The book’s depth and rigor of analysis, along with its integration of historical and contemporary evidence, make it an important text for scholars of international political economy and technology policy. Jeffrey Ding, an Assistant Professor of Political Science at George Washington University’s Columbian College of Arts & Sciences, researches emerging technologies and international politics. This background gives him a distinctive vantage point from which to examine the topic, offering readers a rigorous and nuanced analysis that weaves together historical and contemporary evidence. While the depth of his analysis and the rigor of his methods suggest that the book is primarily intended for academic audiences, it remains an essential work for scholars of international political economy and technology policy.
In his book, Ding presents a novel theory on the drivers of global economic power transitions during industrial revolutions. Using statistical analysis and historical case studies, he demonstrates that technological diffusion—rather than initial invention or even dominance in a given sector—is the key determinant of which states emerge dominant after periods of technological upheaval. The book tests the plausibility of Ding’s General-Purpose Technology (GPT) model and compares its explanatory power to that of the more traditional Leading Sector (LS) model. The LS model assumes that the state which first innovates within a leading industrial sector gains a relative advantage. In contrast, the GPT model shifts the emphasis from invention to implementation. Ding theorizes that it is a state’s success in diffusing GPTs—foundational technologies with wide applicability across many sectors—that enables it to achieve and maintain dominance after a period of industrial revolution. He then extends this analysis to predict outcomes for the Fourth Industrial Revolution (IR-4), centered on U.S.-China competition in artificial intelligence (AI).

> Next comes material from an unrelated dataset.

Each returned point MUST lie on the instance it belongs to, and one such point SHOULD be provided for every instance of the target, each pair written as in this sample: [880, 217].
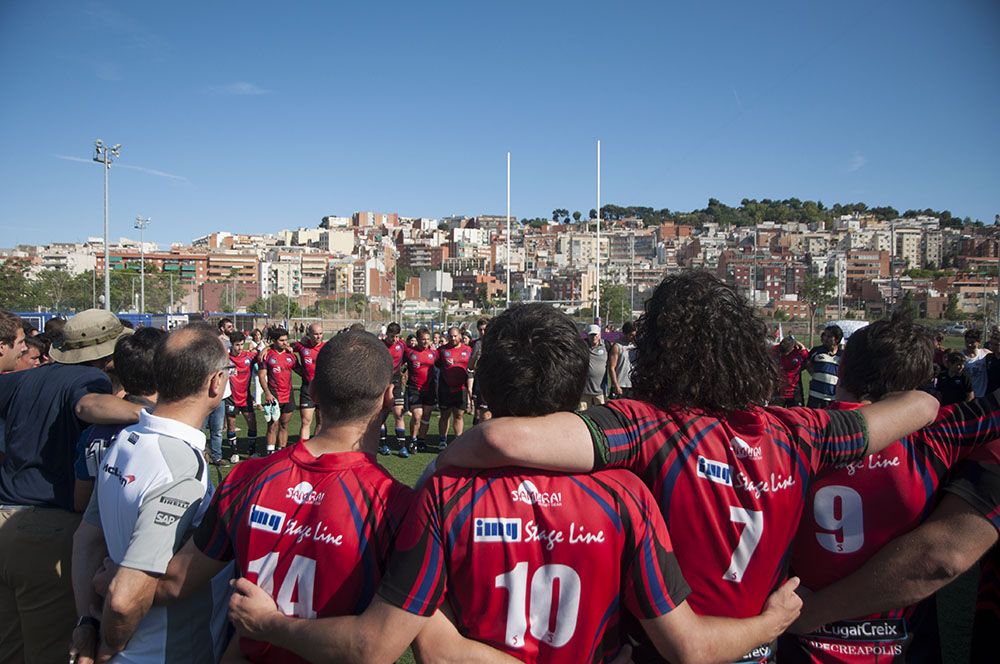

Ding begins with the First Industrial Revolution (IR-1), comparing Britain, France, and the Netherlands through both LS and GPT lenses. While the LS model attributes Britain’s rise to dominance in cotton textiles, iron, and steam engines, Ding demonstrates that the timeline of Britain’s productivity growth aligns more closely with the diffusion of GPTs such as the factory system, mechanization, and steam power. For the Second Industrial Revolution (IR-2), Ding evaluates the United States, Germany, and Great Britain. While the LS model would predict German dominance based on its strength in steel, chemicals, and electrical equipment, the GPT model better explains the U.S. rise. The United States broadly applied GPTs such as interchangeable manufacturing, electrification, and chemicalization across multiple industrial sectors and invested heavily in mechanical engineering education, enabling widespread diffusion.
The Third Industrial Revolution (IR-3) provides a partial anomaly for the LS model. Although the United States pioneered the leading sectors of computing, consumer electronics, and semiconductors, Japan temporarily overtook it in productivity. However, Ding demonstrates that the United States retained overall dominance because it more effectively embraced the GPT of computerization. He supports this claim through quantitative analysis of diffusion patterns and the development of software engineering infrastructure. Finally, Ding applies the GPT framework to IR-4, suggesting that U.S.-China competition in artificial intelligence will mirror earlier patterns. While China has made significant progress in AI research, the United States retains a comparative advantage due to its higher ratio of AI practitioners, institutional capacity for technological diffusion, and historically greater success in embedding GPTs into diverse industrial sectors.
Ding’s work offers a refreshing and empirically grounded reinterpretation of how technology drives shifts in global power. His diffusion-based framework challenges the long-standing emphasis on invention and industrial leadership while providing a more nuanced understanding of why some states sustain technological leadership over time. The historical case studies are meticulously researched and well integrated with quantitative evidence. However, the book’s dense theoretical structure and methodological detail make it more suitable for scholars than general readers. For policymakers, Ding’s insights into institutional capacity and skill diffusion offer valuable implications, though the presentation assumes some familiarity with international political economy and innovation theory. Overall, the book represents a significant scholarly contribution to the study of technology, power transitions, and international competition.